7.霧、修行者の呼吸
霧が濃くなるにつれ、街の音は遠ざかっていった。
茶畑での会話も、坂道の車輪の軋みも、すべてが静寂の膜に吸い込まれていく。
その中で、ひとりの修行者の呼吸を聞いていた。
彼は古い石段の上に座り、背筋をまっすぐに伸ばしていた。
胸の動きはほとんど見えない。
ただ、霧が彼の周囲でゆっくりと脈打ち、まるで呼吸そのものが霧を動かしているようだった。
「吸う息は山の内側へ、吐く息は世界の外側へ。

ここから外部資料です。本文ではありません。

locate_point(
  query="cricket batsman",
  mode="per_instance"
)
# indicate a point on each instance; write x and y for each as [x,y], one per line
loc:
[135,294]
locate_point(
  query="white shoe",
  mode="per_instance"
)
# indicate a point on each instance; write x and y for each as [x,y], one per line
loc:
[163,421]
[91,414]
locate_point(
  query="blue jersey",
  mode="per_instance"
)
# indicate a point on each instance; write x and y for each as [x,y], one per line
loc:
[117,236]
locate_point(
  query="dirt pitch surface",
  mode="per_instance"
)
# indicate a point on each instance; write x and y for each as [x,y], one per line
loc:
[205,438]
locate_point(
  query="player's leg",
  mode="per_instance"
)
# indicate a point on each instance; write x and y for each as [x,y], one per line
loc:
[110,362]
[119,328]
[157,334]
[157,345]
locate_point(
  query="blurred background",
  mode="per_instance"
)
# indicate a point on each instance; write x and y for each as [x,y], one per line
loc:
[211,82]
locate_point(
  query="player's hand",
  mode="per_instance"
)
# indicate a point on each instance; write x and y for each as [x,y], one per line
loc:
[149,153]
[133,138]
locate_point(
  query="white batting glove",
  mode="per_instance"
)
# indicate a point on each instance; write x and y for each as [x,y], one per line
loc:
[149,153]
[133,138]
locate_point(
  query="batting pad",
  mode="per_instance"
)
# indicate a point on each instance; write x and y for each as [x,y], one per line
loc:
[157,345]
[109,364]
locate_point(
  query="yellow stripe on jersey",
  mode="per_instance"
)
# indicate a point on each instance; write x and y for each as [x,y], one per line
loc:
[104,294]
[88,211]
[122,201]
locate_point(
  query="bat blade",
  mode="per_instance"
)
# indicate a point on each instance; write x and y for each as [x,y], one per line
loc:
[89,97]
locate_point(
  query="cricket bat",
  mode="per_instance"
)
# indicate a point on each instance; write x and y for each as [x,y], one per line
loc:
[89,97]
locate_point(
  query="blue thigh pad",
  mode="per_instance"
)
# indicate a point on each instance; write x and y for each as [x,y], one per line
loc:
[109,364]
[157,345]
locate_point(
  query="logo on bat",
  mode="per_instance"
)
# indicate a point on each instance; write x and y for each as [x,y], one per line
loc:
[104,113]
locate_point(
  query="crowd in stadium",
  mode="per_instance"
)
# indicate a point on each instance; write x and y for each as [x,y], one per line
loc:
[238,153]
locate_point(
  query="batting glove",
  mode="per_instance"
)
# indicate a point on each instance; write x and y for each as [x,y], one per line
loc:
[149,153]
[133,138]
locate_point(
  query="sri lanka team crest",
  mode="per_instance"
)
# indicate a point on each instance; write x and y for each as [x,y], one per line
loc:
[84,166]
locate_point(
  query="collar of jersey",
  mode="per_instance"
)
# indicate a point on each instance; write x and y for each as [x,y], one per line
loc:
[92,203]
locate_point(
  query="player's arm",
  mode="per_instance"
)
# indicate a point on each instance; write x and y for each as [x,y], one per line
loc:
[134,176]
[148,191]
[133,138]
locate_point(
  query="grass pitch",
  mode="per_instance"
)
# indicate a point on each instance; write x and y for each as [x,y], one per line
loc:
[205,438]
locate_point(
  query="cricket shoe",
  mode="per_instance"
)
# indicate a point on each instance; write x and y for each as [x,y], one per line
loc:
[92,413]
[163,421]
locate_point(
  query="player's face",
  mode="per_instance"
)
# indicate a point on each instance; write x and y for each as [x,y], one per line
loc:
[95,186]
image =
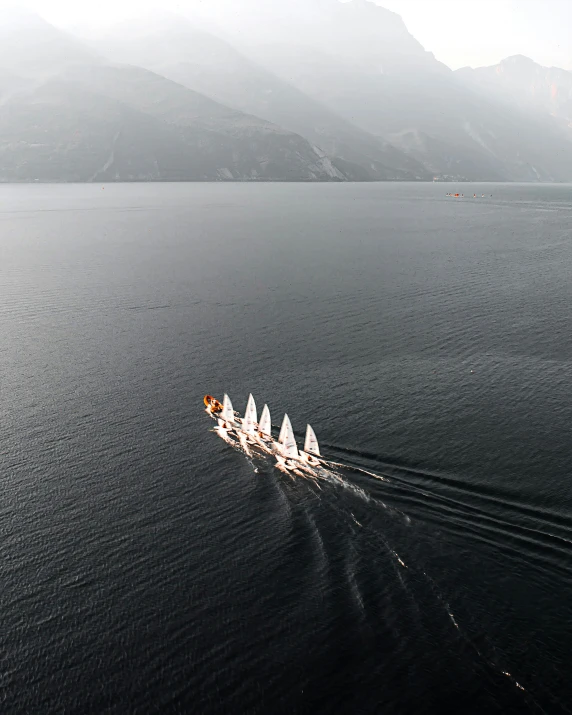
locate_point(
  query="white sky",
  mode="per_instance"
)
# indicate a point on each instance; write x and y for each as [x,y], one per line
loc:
[458,32]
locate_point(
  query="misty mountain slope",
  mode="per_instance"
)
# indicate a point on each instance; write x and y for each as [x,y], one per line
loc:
[521,81]
[64,132]
[31,47]
[60,133]
[396,91]
[174,48]
[258,149]
[11,83]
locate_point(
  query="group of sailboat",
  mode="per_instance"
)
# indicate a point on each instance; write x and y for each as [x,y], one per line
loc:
[257,435]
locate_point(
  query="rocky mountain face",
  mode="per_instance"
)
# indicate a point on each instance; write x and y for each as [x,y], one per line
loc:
[518,81]
[174,48]
[308,90]
[79,118]
[396,90]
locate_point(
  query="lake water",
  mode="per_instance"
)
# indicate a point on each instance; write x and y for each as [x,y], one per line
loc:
[149,567]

」
その言葉が、霧の中から微かに聞こえた。
思わず息を止めた。
その瞬間、霧が顔に触れ、冷たさの奥に温かい脈動を感じた。
まるで山が肺の中に入り込んでくるようだった。
修行者は目を閉じたまま、静かに微笑んでいた。
周囲の霧は、呼吸のたびに形を変え、
ときに龍のようにうねり、ときに光の粒となって消えていった。
その姿を見ながら、
「呼吸とは、分離したものを溶かす行為なのだ」
霧と人、山と空気、内と外——それらはすべて、呼吸の中で一つになる。
その日、初めて知った。
霧の中で呼吸をすることそのものが、光と祈りであった。
それは、無音の讃歌でもあった。